A Great Black-Backed Gull was standing on a post near the Serpentine bridge.
It was overlooking the basket where the Cormorants and Great Crested Grebes fish. There was no sign of these, evidently deterred by this huge fierce creature. The grebes came back after it had gone away and resumed their long-running territorial dispute.
Small numbers of these gulls -- three is the most we have ever had at one time -- drift in and out of the park. It is not clear where they come from or go to: possibly the river, or they may be making a tour of the parks looking for food. There are plenty of pigeons for them, anyway.
On the Long Water, two Lesser Black-Backed Gulls were quarrelling over a large crayfish.

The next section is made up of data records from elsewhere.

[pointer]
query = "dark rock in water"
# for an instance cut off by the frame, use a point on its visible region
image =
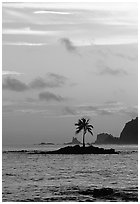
(80, 150)
(46, 143)
(74, 141)
(105, 138)
(98, 192)
(129, 134)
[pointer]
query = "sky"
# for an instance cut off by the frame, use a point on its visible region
(65, 61)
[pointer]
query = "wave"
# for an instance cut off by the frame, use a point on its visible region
(87, 195)
(23, 151)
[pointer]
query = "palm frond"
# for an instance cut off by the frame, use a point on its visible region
(90, 131)
(91, 126)
(77, 131)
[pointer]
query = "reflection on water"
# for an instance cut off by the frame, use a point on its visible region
(28, 177)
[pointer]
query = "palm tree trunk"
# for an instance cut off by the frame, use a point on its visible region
(84, 139)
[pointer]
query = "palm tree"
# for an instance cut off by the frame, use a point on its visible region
(83, 124)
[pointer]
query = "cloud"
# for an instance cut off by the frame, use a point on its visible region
(69, 111)
(68, 44)
(52, 80)
(114, 72)
(28, 31)
(6, 72)
(14, 85)
(51, 12)
(48, 96)
(24, 44)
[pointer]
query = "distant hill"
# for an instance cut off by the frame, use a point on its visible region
(46, 143)
(129, 135)
(74, 141)
(105, 138)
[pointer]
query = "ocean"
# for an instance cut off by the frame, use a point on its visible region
(46, 178)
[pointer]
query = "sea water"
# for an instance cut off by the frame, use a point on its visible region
(40, 177)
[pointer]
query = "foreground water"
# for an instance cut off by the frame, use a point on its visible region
(40, 177)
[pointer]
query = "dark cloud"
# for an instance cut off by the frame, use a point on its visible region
(68, 44)
(70, 111)
(48, 96)
(114, 72)
(51, 81)
(125, 56)
(14, 85)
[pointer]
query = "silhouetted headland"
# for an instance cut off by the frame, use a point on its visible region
(82, 150)
(129, 135)
(74, 141)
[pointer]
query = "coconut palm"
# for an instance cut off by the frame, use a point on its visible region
(83, 124)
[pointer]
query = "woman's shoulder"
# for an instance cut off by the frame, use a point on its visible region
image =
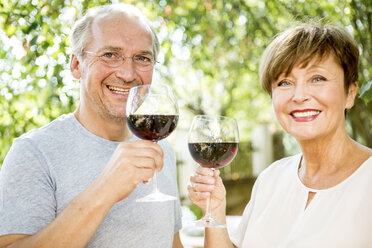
(283, 165)
(281, 170)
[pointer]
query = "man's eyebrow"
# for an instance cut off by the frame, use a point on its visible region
(118, 49)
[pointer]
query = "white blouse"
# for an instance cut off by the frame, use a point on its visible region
(340, 216)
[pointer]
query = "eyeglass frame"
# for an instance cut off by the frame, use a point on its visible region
(123, 59)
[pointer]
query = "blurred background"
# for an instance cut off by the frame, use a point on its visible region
(210, 55)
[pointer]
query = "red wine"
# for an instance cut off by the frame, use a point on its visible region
(213, 155)
(152, 127)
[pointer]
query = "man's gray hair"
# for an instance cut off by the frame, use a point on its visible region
(81, 33)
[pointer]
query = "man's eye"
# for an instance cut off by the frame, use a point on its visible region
(109, 55)
(142, 58)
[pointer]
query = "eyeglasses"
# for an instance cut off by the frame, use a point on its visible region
(142, 62)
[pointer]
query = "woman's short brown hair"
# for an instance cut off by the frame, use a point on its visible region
(304, 42)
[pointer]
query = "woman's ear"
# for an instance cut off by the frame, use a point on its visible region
(351, 95)
(75, 66)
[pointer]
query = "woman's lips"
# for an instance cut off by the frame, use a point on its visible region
(305, 115)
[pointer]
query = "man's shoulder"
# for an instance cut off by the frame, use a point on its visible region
(54, 127)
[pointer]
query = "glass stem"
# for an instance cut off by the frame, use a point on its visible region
(155, 182)
(155, 178)
(208, 211)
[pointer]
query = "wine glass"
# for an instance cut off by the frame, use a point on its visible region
(213, 143)
(152, 114)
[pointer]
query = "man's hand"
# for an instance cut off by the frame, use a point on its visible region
(130, 164)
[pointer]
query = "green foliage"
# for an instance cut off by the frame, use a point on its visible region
(210, 54)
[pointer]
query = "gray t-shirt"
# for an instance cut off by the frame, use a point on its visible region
(46, 168)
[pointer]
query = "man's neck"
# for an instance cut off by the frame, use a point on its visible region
(105, 127)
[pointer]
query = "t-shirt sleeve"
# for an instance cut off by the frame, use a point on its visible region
(27, 199)
(237, 237)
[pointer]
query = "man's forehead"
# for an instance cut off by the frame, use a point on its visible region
(123, 20)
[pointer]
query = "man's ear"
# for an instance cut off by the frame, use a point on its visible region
(75, 67)
(351, 95)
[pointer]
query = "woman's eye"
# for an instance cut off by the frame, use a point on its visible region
(283, 83)
(109, 55)
(318, 79)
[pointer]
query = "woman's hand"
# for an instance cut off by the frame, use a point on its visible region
(207, 182)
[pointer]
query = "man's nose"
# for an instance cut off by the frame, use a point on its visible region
(127, 70)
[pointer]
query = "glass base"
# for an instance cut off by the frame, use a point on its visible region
(208, 222)
(157, 196)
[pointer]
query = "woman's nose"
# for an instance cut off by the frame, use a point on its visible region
(300, 93)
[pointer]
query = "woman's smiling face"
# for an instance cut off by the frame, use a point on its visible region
(310, 101)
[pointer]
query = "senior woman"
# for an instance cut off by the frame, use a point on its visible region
(322, 196)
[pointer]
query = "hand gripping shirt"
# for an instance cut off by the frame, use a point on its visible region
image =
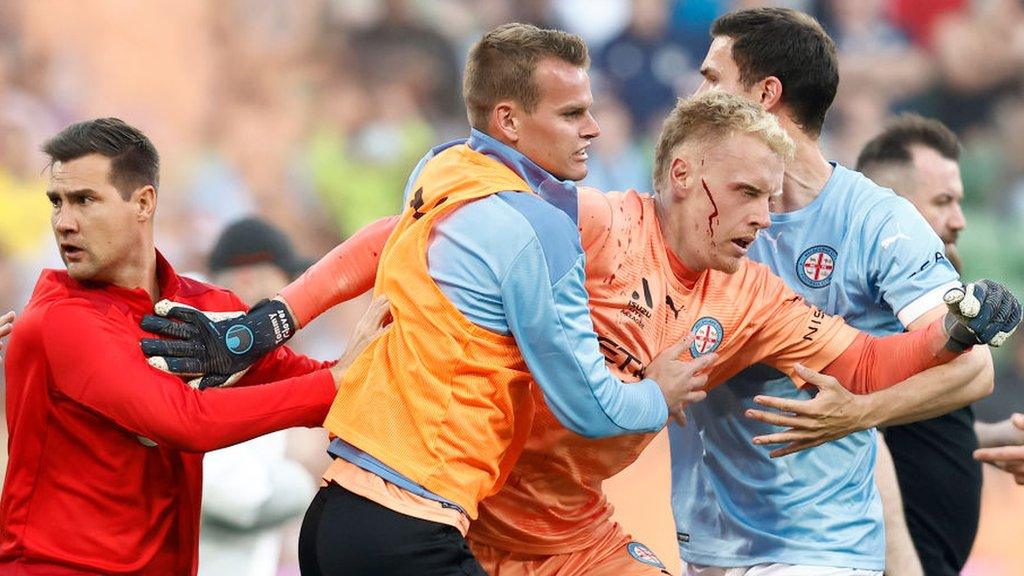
(642, 301)
(858, 251)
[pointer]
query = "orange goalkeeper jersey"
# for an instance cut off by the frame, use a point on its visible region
(643, 300)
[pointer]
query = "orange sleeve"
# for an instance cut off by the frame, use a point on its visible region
(784, 330)
(344, 273)
(871, 364)
(595, 218)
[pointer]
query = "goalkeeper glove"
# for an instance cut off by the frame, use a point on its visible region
(981, 313)
(217, 346)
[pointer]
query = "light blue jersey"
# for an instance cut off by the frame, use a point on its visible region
(858, 251)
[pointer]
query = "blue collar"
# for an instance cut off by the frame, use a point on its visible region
(560, 194)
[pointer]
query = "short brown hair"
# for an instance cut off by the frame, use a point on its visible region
(501, 67)
(134, 161)
(714, 116)
(791, 46)
(892, 147)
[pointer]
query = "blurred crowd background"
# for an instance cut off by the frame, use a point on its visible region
(310, 114)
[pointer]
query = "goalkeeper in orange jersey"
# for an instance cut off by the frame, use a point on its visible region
(658, 269)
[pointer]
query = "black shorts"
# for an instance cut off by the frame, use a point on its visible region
(346, 534)
(940, 483)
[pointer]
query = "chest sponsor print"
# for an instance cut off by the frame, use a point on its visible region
(816, 264)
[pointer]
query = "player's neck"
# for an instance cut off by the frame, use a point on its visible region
(805, 176)
(672, 237)
(140, 272)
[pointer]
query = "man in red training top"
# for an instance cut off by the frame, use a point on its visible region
(657, 269)
(105, 452)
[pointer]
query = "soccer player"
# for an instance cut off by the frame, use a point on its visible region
(851, 248)
(939, 482)
(658, 269)
(104, 470)
(484, 276)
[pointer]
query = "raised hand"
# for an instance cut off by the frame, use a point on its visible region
(981, 313)
(833, 413)
(216, 346)
(374, 322)
(682, 381)
(1008, 458)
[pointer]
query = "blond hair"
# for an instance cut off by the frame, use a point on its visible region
(501, 67)
(713, 117)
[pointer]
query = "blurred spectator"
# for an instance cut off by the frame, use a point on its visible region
(645, 66)
(616, 159)
(252, 489)
(25, 213)
(980, 51)
(366, 142)
(398, 49)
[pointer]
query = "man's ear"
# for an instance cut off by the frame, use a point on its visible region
(505, 119)
(771, 92)
(144, 200)
(680, 176)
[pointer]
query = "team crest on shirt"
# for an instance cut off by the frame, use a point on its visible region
(642, 553)
(816, 264)
(708, 335)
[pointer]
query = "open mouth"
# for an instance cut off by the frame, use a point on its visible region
(743, 243)
(72, 252)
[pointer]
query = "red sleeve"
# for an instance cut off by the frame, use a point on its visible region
(344, 273)
(871, 364)
(95, 361)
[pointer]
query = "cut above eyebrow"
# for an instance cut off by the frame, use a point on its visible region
(51, 194)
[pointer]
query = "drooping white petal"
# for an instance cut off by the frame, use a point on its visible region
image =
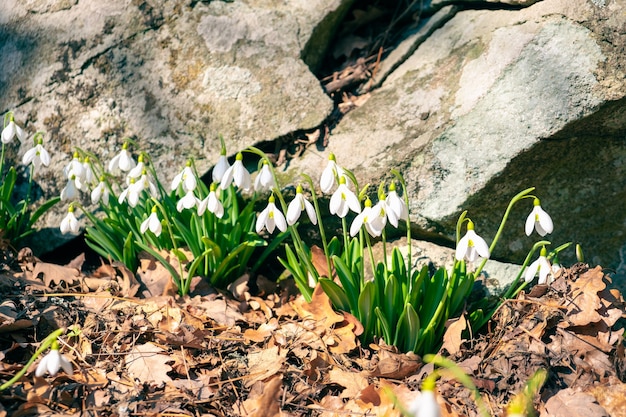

It had probably been caught in the Serpentine, since the Long Water does not have the shallow sloping edges that enable the gulls to dive for them. This one looks reddish, so it is probably an American signal crayfish.
The newly laid turf around the Henry Moore statue had attracted a couple of Moorhens, which were running around looking for small edible creatures but -- to judge by the amount of running relative to pecking -- not finding much.
It is sterile turf grown on a turf farm and would not have much animal life in it. But in a few months it will crawling with insects and worms.
One of the Little Grebes appeared near the Italian Garden.
It caught a fish but was immediately attacked by a Black-Headed Gull and retired into the shelter of the reeds to eat it.
Only the female Tawny Owl was out today, on her usual balcony.
Several people were looking for her mate, but didn't find him.